LO AVRAI CAMERATA KESSELRING
IL MONUMENTO CHE PRETENDI DA NOI ITALIANI
MA CON CHE PIETRA SI COSTRUIRÀ A DECIDERLO TOCCA A NOI
NON COI SASSI AFFUMICATI
DEI BORGHI INERMI STRAZIATI DAL TUO STERMINIO
NON COLLA TERRA DEI CIMITERI
DOVE I NOSTRI COMPAGNI GIOVINETTI
RIPOSANO IN SERENITÀ
NON COLLA NEVE INVIOLATA DELLE MONTAGNE
CHE PER DUE INVERNI TI SFIDARONO
NON COLLA PRIMAVERA DI QUESTE VALLI
CHE TI VIDE FUGGIRE
MA SOLTANTO COL SILENZIO DEI TORTURATI
PIÚ DURO D'OGNI MACIGNO
SOLTANTO CON LA ROCCIA DI QUESTO PATTO
GIURATO FRA UOMINI LIBERI
CHE VOLONTARI S'ADUNARONO
PER DIGNITÀ NON PER ODIO
DECISI A RISCATTARE
LA VERGOGNA E IL TERRORE DEL MONDO
SU QUESTE STRADE SE VORRAI TORNARE
AI NOSTRI POSTI CI TROVERAI
MORTI E VIVI COLLO STESSO IMPEGNO
POPOLO SERRATO INTORNO AL MONUMENTO
CHE SI CHIAMA
ORA E SEMPRE RESISTENZA!

Piero Calamandrei (Firenze 1889 - 1956)

Nota dal sito Web:
http://www.santannadistazzema.org/sezioni/la%20memoria/pagine.asp?idn=1380


Processato nel 1947 per crimini di Guerra (Fosse Ardeatine, Marzabotto e altre orrende stragi di innocenti), Albert Kesselring (1885-1960), comandante in capo delle forze armate di occupazione tedesche in Italia, fu condannato a morte.
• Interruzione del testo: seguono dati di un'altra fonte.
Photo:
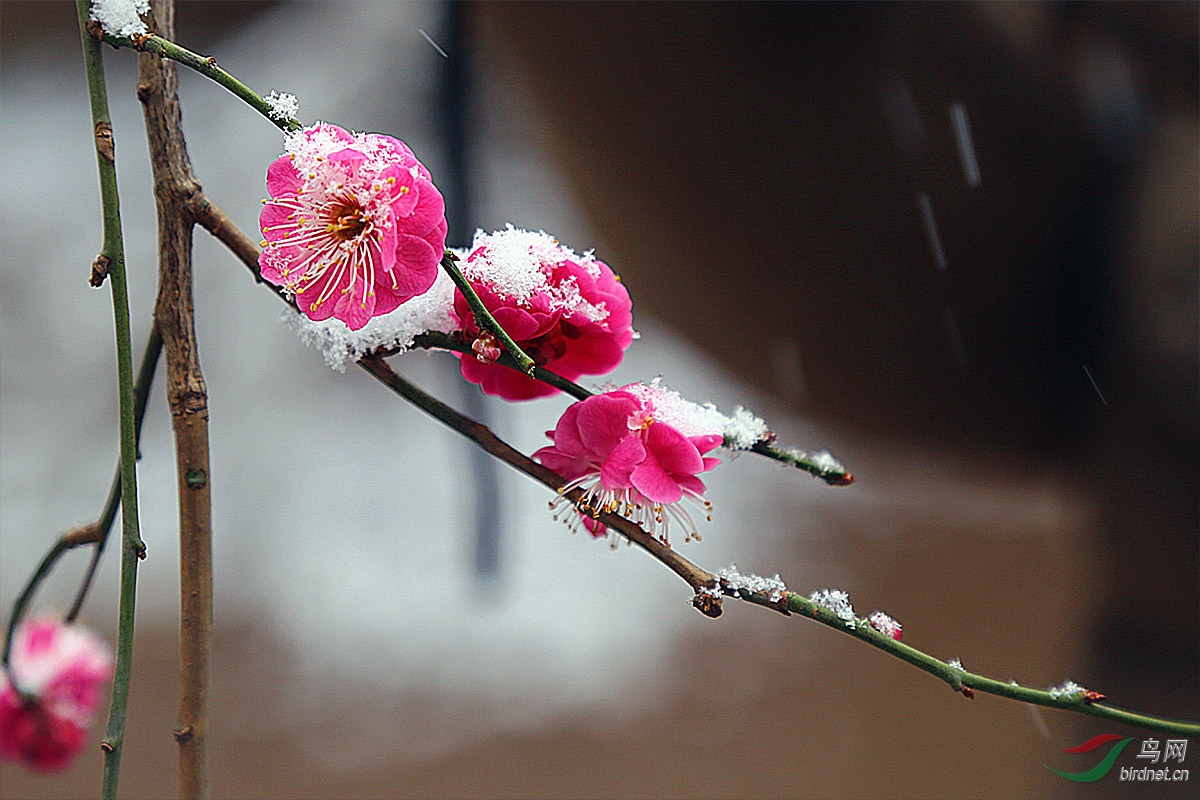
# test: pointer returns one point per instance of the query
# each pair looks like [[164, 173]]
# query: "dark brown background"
[[739, 169]]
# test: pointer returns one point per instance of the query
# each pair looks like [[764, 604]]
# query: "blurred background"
[[957, 245]]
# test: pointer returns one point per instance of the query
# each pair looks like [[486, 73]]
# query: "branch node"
[[100, 270], [105, 144], [707, 603]]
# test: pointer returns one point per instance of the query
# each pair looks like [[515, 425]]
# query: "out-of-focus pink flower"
[[635, 451], [60, 672], [354, 226], [568, 312]]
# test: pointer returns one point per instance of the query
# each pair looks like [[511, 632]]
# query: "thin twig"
[[483, 435], [96, 533], [208, 67], [706, 585], [708, 589], [484, 318], [113, 254]]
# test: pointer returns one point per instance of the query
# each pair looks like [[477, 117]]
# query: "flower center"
[[346, 222]]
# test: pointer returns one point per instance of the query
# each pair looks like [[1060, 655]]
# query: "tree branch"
[[187, 400], [111, 263]]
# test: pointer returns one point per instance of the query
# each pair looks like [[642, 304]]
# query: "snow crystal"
[[342, 347], [670, 407], [885, 624], [739, 431], [283, 106], [837, 601], [120, 17], [773, 588], [743, 429], [825, 461], [1066, 687], [516, 263]]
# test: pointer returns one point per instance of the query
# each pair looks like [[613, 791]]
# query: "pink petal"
[[653, 481], [429, 210], [672, 450], [595, 353], [282, 178], [417, 265], [402, 191], [622, 462], [604, 421], [353, 308], [707, 441]]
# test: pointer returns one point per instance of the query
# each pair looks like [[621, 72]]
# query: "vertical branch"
[[187, 398], [111, 264]]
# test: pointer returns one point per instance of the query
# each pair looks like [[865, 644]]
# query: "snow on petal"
[[333, 232], [574, 314]]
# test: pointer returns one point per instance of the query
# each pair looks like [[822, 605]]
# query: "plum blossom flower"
[[354, 226], [568, 312], [59, 671], [634, 453]]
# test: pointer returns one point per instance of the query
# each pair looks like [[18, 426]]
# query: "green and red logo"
[[1101, 769]]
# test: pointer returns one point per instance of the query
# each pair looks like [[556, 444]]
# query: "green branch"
[[96, 533], [208, 67], [484, 318], [111, 262], [701, 581], [709, 588], [960, 680]]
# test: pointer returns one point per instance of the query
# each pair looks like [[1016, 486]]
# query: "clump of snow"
[[120, 17], [821, 458], [1066, 687], [342, 346], [520, 263], [739, 432], [743, 429], [885, 625], [283, 106], [773, 588], [837, 601], [670, 407]]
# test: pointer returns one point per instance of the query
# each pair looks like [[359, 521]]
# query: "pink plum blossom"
[[59, 671], [634, 458], [568, 312], [354, 226]]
La condanna fu commutata nel carcere a vita. Ma nel 1952, in considerazione delle sue "gravissime" condizioni di salute, egli fu messo in libertà. Tornato in patria fu accolto come un eroe e un trionfatore dai circoli neonazisti bavaresi, di cui per altri 8 anni fu attivo sostenitore. Pochi giorni dopo il suo rientro a casa Kesselring ebbe l’impudenza di dichiarare pubblicamente che non aveva nulla da rimproverarsi, ma che - anzi - gli italiani dovevano essergli grati per il suo comportamento durante i 18 mesi di occupazione, tanto che avrebbero fatto bene a erigergli. un monumento in suo onore. A tale impudente ed offensiva affermazione rispose Piero Calamandrei (1889-1956), giurista, docente universitario e Padre Costituzionalista, con una famosa epigrafe (recante la data del 4.12.1952, ottavo anniversario del sacrificio di Duccio Galimberti), dettata per una lapide "ad ignominia", collocata nell’atrio del Palazzo Comunale di Cuneo in segno di imperitura protesta per l’avvenuta scarcerazione del criminale nazista.